A Kansas City-built digital identity platform is launching streamlining technology to tackle what its founders see as a fundamental flaw of the world wide web: it was optimized for clicks, but never designed for the humans who use it.

Aaron Sloup, right, shares details of the &tag with attendees of a launch party for The & Company; photo by Taylor Wilmore, Startland News
“Identity was left out of the Internet,” said Aaron Sloup, co-founder of The & Company, alongside Dan Carroll. “Its architects considered servers and IP addresses and all these other aspects, but they didn’t design for people.”
The startup’s solution: “Let people be in control of their identity and their data, so the tool acts on behalf of them, no matter where they go,” he said.
The & Company’s people-first digital identity platform allows individuals to name, own and share what brings them joy. Rather than handing over data to algorithms built to capture attention, users claim a universal handle, or “&tag” that they control.
How it works: Each &tag becomes a living reflection of someone’s interests and communities. As participation increases, the platform reveals shared ground, showing where culture overlaps and connection begins.
That mission has guided the founders from the start, they said.
“It’s a platform that bends technology toward people,” Carroll said, rather than merely using users as a means to an end for data collection.

A crowd of Kansas Citians networks during The & Company’s launch event at Keystone Innovation District; courtesy photo
A first look at the platform
Carroll and Sloup unveiled the concept publicly during a Feb. 20 launch party at Keystone Innovation District.
Guests logged in, activated their &tags and added to a physical board, collectively mapping what brings joy to Kansas City. By the end of the evening, the installation had grown into what Carroll described as a “living portrait” of the city.
Reflecting on the journey to that moment, he acknowledged both the difficulty and the fulfillment of building something new.
“A lot of you guys in this room know that being an entrepreneur can be a lonely game, but this one has been an absolute joy,” Carroll said. “Aaron and I have together been focused on what technology for people would look like. We knew from the beginning it was going to be about empowering people and helping people find commonality.”
He also underscored the importance of the early adopters in the room — locals who get a glimpse at the technology before it’s set to debut more broadly in March during SXSW in Austin, Texas.
“You’re the ones who are moving Kansas City’s culture forward,” Carroll told the crowd. “This is the first group of people to get an &tag in the world. Tonight, we’re building the first living portrait of what brings joy to this city. If this room could do that in a single night, can you just imagine what the world will build with it?”

Attendees of The & Company’s launch party for the &tag chat near a collective installation at Keystone Innovation District; photo by Taylor Wilmore, Startland News
Rewiring the internet for joy
The event doubled as a critique of today’s digital ecosystem, Sloup said, pointing to the incentives that shape most platforms and the ripple effects that follow.
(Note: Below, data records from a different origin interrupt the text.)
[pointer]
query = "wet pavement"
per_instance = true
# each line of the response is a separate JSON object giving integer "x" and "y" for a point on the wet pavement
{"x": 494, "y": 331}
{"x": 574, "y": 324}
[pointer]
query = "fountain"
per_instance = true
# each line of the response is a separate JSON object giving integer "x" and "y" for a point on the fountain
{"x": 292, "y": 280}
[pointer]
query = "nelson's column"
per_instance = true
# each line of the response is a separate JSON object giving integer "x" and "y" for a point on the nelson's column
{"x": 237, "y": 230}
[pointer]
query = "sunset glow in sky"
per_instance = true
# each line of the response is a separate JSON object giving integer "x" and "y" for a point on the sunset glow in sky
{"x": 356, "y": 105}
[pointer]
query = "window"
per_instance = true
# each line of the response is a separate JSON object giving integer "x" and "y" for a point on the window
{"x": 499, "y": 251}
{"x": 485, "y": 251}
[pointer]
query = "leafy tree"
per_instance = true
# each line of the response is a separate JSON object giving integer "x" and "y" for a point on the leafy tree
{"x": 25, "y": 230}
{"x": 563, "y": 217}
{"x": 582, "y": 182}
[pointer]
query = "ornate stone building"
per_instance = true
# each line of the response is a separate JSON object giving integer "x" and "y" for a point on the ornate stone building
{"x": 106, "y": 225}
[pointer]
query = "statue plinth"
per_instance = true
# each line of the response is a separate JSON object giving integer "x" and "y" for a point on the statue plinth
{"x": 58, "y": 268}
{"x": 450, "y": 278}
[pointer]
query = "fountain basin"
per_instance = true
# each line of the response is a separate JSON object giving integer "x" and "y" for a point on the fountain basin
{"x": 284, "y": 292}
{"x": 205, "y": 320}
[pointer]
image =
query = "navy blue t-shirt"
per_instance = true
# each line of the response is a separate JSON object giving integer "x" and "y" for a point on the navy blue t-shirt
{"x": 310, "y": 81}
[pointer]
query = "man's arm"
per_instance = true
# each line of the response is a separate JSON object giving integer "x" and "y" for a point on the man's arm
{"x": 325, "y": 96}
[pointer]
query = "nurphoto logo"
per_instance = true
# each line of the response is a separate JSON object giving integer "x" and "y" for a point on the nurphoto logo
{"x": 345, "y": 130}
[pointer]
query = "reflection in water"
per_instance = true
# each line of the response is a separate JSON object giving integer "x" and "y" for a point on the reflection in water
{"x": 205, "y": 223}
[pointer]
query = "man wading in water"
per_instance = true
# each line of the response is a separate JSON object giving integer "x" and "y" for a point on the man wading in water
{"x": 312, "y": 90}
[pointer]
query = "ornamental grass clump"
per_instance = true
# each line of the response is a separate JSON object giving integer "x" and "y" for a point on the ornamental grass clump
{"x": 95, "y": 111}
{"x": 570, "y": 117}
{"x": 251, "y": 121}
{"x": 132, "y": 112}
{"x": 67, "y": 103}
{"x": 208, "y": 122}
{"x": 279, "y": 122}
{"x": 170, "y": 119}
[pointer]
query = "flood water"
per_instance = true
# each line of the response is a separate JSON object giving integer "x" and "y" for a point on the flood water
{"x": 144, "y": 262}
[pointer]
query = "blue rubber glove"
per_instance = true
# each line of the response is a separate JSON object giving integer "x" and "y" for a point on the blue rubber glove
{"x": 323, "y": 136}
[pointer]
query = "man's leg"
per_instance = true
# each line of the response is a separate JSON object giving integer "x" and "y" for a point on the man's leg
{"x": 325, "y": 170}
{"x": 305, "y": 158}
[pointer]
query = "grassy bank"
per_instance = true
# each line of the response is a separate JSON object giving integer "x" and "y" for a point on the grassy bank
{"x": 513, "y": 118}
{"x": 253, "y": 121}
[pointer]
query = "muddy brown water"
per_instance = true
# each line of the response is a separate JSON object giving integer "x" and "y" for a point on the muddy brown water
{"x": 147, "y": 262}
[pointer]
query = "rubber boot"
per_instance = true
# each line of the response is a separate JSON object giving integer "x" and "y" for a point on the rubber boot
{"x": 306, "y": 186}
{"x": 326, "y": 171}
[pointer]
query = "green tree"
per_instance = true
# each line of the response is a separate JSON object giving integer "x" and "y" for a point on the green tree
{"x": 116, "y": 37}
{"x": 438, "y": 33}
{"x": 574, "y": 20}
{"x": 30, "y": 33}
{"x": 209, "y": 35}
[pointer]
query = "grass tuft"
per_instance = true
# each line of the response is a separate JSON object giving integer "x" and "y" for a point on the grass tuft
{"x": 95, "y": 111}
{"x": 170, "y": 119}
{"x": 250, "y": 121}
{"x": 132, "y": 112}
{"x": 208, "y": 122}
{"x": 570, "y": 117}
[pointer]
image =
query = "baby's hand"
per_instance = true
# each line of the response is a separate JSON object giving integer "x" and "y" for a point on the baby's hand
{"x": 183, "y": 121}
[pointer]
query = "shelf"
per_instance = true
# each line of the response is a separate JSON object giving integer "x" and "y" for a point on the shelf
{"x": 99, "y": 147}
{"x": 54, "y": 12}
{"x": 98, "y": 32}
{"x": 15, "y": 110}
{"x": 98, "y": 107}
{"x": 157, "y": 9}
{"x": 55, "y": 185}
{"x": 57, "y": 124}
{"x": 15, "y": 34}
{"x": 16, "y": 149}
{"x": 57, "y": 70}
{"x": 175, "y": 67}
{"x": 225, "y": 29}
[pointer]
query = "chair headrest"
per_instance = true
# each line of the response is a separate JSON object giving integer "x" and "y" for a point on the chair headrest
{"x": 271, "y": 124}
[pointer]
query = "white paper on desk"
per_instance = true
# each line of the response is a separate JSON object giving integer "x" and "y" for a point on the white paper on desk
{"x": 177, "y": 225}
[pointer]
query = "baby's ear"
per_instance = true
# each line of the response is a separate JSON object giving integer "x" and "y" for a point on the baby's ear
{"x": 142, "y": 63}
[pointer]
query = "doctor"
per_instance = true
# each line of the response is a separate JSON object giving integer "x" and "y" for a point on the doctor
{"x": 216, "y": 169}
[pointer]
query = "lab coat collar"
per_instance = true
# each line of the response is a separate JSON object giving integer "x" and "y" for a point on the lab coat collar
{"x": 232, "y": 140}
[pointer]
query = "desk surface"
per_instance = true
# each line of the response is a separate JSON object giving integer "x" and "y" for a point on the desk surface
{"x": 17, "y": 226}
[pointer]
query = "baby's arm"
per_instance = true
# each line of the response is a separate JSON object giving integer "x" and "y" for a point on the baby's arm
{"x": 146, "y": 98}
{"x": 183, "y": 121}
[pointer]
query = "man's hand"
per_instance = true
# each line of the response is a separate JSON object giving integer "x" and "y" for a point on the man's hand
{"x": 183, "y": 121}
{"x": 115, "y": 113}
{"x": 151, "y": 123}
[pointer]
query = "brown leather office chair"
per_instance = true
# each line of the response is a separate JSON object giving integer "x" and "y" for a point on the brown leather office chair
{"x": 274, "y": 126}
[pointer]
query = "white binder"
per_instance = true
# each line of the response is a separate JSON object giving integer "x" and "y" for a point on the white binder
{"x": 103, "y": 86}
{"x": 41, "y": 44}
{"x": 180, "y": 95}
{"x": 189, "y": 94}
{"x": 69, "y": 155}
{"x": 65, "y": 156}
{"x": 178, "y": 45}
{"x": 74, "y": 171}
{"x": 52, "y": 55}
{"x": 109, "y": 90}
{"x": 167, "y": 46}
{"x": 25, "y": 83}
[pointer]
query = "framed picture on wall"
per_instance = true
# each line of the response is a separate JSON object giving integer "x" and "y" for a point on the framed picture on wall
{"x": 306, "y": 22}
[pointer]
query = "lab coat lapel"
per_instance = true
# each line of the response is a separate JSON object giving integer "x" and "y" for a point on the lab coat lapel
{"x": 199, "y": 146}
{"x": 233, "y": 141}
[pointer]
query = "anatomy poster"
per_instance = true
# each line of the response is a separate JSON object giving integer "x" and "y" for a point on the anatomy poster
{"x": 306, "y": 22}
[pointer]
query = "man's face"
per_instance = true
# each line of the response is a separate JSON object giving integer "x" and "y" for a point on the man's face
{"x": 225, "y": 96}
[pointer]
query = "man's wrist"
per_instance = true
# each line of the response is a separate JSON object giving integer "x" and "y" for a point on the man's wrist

Aaron Sloup, right, speaks alongside co-founder Dan Carroll during a launch party for The & Company; courtesy photo
“The world is wired to steal our attention right now, and it’s causing a lot of problems,” he said. “Together, people are going to rewire the world for joy. It starts right here with one small act of naming what brings joy in Kansas City.”
In the coming weeks, the platform will expand beyond Kansas City, enabling users to carry their &tag into other digital tools and eventually into offline interactions. The long-term goal is to build an identity layer that travels with the individual rather than remaining siloed inside separate platforms.
The concept has been years in the making, the founders said, noting they’ve been waiting for the right cultural moment. As conversations stretched late into the evening at Keystone, Sloup framed the launch as the beginning of a broader shift driven by intention instead of impulse.
“What companies chose to steal our attention was a conscious choice,” said Sloup, “but tonight, we’re making a different choice, and when all of us start to do that at scale, it just might move the world toward joy.”